Top Turkish court: Disciplinary penalties violated Peace Academics' rights
Turkey's Constitutional Court has ruled that universities had violated the rights of several academics by giving them disciplinary penalties for signing a petition called “We will not be a party to this crime” in 2016. The top court ordered the state to pay 10,000-13,000 liras in compensation to the academics known as "Academics for Peace."
Turkey's Constitutional Court has ruled that the disciplinary penalties given by universities to members of the Academics for Peace -- a group who have been dismissed from their university jobs through statutory decrees after signing a 2016 petition -- had violated their right to freedom of speech and expression.

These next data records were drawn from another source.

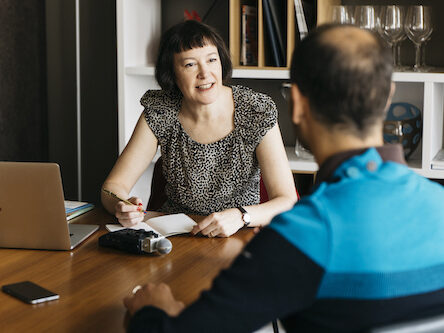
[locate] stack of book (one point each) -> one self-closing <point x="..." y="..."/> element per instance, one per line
<point x="76" y="208"/>
<point x="268" y="32"/>
<point x="249" y="50"/>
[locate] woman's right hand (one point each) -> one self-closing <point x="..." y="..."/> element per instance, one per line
<point x="129" y="215"/>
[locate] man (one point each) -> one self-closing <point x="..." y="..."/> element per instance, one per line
<point x="363" y="250"/>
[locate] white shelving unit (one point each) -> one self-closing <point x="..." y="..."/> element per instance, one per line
<point x="138" y="34"/>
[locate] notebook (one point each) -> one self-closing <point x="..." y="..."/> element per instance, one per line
<point x="167" y="225"/>
<point x="32" y="210"/>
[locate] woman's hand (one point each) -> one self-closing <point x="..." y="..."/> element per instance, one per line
<point x="220" y="224"/>
<point x="129" y="215"/>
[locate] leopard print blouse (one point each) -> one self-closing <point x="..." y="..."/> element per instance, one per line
<point x="206" y="178"/>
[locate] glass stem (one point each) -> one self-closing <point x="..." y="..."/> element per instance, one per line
<point x="417" y="57"/>
<point x="398" y="55"/>
<point x="394" y="54"/>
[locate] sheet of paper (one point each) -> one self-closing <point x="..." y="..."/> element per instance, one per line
<point x="166" y="225"/>
<point x="173" y="224"/>
<point x="141" y="225"/>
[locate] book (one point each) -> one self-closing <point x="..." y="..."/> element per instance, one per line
<point x="300" y="19"/>
<point x="278" y="9"/>
<point x="166" y="225"/>
<point x="276" y="58"/>
<point x="76" y="208"/>
<point x="249" y="50"/>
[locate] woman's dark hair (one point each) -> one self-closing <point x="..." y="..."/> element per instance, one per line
<point x="348" y="82"/>
<point x="182" y="37"/>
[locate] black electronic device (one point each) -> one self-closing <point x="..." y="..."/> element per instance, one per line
<point x="29" y="292"/>
<point x="136" y="241"/>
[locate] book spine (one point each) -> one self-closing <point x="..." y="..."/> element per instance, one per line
<point x="300" y="19"/>
<point x="249" y="35"/>
<point x="277" y="58"/>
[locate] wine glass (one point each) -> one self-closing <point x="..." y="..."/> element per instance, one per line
<point x="341" y="14"/>
<point x="366" y="18"/>
<point x="423" y="59"/>
<point x="418" y="27"/>
<point x="391" y="29"/>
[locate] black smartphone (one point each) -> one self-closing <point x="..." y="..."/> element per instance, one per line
<point x="29" y="292"/>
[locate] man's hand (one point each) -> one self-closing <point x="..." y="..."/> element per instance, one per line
<point x="159" y="296"/>
<point x="220" y="224"/>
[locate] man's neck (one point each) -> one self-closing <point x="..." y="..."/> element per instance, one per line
<point x="330" y="142"/>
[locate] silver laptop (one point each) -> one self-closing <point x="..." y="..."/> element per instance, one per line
<point x="32" y="210"/>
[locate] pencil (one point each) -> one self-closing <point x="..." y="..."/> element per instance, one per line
<point x="115" y="196"/>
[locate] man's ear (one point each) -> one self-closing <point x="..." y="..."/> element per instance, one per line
<point x="298" y="104"/>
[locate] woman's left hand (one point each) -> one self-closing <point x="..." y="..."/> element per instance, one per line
<point x="220" y="224"/>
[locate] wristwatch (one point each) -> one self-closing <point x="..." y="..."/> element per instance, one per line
<point x="245" y="216"/>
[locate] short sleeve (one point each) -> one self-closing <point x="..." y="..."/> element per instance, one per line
<point x="256" y="114"/>
<point x="160" y="110"/>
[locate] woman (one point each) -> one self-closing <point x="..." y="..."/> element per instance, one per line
<point x="215" y="141"/>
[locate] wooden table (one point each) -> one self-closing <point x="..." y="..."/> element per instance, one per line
<point x="92" y="281"/>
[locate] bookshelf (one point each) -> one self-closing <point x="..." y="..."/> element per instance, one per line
<point x="138" y="34"/>
<point x="235" y="34"/>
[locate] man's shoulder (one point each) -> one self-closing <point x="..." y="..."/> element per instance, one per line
<point x="306" y="227"/>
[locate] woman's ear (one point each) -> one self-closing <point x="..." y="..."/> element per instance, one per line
<point x="299" y="103"/>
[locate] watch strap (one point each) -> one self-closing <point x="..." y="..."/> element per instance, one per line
<point x="245" y="216"/>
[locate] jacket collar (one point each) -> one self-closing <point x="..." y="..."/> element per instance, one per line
<point x="389" y="152"/>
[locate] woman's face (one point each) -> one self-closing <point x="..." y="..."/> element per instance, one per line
<point x="199" y="74"/>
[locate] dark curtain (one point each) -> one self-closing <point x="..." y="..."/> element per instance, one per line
<point x="23" y="117"/>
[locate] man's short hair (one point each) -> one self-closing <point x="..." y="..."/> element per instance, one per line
<point x="346" y="76"/>
<point x="182" y="37"/>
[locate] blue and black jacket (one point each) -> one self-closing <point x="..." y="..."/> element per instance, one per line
<point x="365" y="249"/>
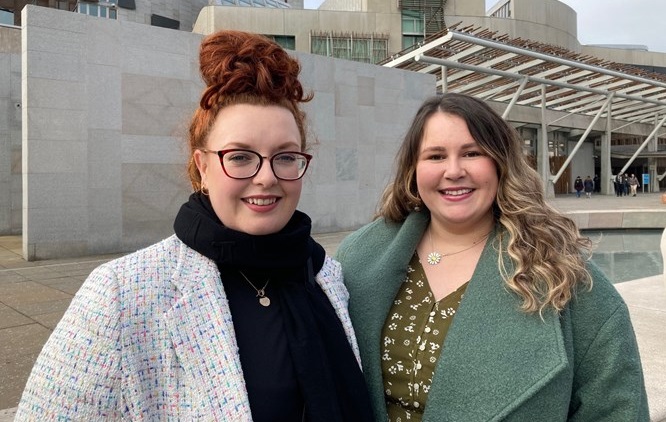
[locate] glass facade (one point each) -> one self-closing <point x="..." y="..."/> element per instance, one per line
<point x="366" y="49"/>
<point x="413" y="28"/>
<point x="287" y="42"/>
<point x="103" y="9"/>
<point x="270" y="4"/>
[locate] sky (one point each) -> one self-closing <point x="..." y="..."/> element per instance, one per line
<point x="609" y="21"/>
<point x="619" y="22"/>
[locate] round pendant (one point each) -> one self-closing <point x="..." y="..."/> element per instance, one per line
<point x="434" y="258"/>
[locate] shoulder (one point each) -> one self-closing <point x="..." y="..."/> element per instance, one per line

This is the second time that the top court ruled a violation of rights for the academics. Accordingly, the court ordered authorities to pay the academics between 10,000-13,000 liras in non-pecuniary damages.
The top court's decision was taken by unanimous vote and among its signatories was Judge İrfan Fidan, who had launched an investigation into 733 Academics for Peace when he was serving as the Istanbul deputy chief prosecutor.
Over 1,000 academics signed the petition called “We will not be a party to this crime” in early 2016 to urge the government to cease its military operations in the country’s Kurdish majority southeast, where days-long curfews and military conflict were devastating locals.
Often called the "Academics for Peace," the petition's signatories were later tried on terrorism charges and were fired from their posts by government decrees adopted within the framework of the state of emergency declared in the aftermath of the failed July 15, 2016 coup attempt.
On 26 July 2019, in a landmark decision, the Constitutional Court ruled that criminal charges against the academics violated their constitutional right. Yet, as of today, despite the dropping of the criminal charges, none of the signatories of the petition has been returned to their jobs in academia.